NuSTAR’s observations of the youngest supernova remnant in the Milky Way, Cassiopeia A (Cas A, for short), reveal new information about the fantastic collapse and explosions of massive stars.
“Hot bubbles at the center of the core blast out through the shockwave ripping the star apart, this leaves behind a pattern of radioactive ash that NuSTAR can observe hundreds of years later,” explained Brian Grefenstette of Caltech.
Grefenstette is the lead author of a paper about spatial maps and spectral properties of the Cas A titanium-44 published in the Feb. 20 issue of Nature.
In the above image, radioactive material Titanium-44 detected by NuSTAR at energies ranging between 68 – 78 kiloelectron volts (keV) is shown in blue. Lower-energy X-rays from non-radioactive material, data collected previously at energies 1 to 7 keV with NASA’s Chandra X-ray Observatory, are shown in green, red, and yellow.
While other telescopes have detected this radioactivity in Cas A before, NuSTAR is the first capable of pinpointing and mapping the location of the radioactivity. The positioning of titanium-44, a direct tracer of the supernova blast, provides important evidence on how stars explode.
“Stars are spherical balls of gas, and so you might think that when they end their lives and explode, that explosion would look like a uniform ball expanding out with great power,” said Fiona Harrison, the principal investigator of NuSTAR at the California Institute of Technology (Caltech) in Pasadena. “Our new results show how the explosion’s heart, or engine, is distorted, possibly because the inner regions literally slosh around before detonating.”

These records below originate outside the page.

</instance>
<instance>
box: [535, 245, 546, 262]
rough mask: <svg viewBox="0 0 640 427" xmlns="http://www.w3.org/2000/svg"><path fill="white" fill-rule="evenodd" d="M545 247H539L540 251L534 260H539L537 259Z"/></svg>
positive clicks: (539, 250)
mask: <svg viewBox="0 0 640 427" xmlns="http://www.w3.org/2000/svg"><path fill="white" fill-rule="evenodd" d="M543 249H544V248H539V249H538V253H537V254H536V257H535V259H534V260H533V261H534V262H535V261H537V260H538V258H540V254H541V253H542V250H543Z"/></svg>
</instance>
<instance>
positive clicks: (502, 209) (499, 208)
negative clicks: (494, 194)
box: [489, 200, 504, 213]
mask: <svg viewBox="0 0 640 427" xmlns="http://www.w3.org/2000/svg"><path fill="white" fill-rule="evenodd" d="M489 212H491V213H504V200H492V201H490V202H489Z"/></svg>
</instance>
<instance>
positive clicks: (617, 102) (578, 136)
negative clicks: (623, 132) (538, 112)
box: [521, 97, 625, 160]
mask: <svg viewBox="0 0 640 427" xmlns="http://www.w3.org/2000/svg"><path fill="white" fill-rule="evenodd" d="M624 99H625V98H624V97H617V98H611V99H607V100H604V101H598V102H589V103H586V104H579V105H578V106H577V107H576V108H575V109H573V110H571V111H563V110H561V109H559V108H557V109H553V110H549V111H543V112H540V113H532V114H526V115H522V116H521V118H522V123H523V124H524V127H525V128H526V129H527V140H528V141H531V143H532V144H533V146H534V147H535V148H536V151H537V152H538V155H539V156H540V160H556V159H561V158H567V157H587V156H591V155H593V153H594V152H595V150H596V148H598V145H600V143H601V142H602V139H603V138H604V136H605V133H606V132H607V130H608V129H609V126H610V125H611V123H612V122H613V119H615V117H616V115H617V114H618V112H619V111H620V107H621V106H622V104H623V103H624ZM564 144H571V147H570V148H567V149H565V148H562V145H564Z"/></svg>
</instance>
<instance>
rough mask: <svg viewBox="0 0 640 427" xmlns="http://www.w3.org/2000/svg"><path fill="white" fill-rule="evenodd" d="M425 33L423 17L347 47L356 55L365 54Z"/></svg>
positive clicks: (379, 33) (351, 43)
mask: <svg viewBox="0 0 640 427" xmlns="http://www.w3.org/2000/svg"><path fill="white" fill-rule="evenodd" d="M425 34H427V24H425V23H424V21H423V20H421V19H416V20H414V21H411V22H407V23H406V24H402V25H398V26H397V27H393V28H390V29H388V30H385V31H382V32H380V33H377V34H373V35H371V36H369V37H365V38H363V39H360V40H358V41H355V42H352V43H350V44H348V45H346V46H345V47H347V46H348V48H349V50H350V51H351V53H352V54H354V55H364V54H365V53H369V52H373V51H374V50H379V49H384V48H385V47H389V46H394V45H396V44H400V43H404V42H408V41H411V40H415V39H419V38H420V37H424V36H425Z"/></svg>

The fact that the titanium is concentrated in clumps at the core supports a theory referred to as “mild asymmetries.” In this scenario, material sloshes about at the heart of the supernova, reinvigorating the shock wave and allowing it to blow out the star’s outer layers.
“This is why we built NuSTAR,” said Paul Hertz, director of NASA’s astrophysics division in Washington. “To discover things we never knew – and did not expect – about the high-energy universe.”
NuSTAR is a Small Explorer mission led by Caltech in Pasadena and managed by NASA’s Jet Propulsion Laboratory.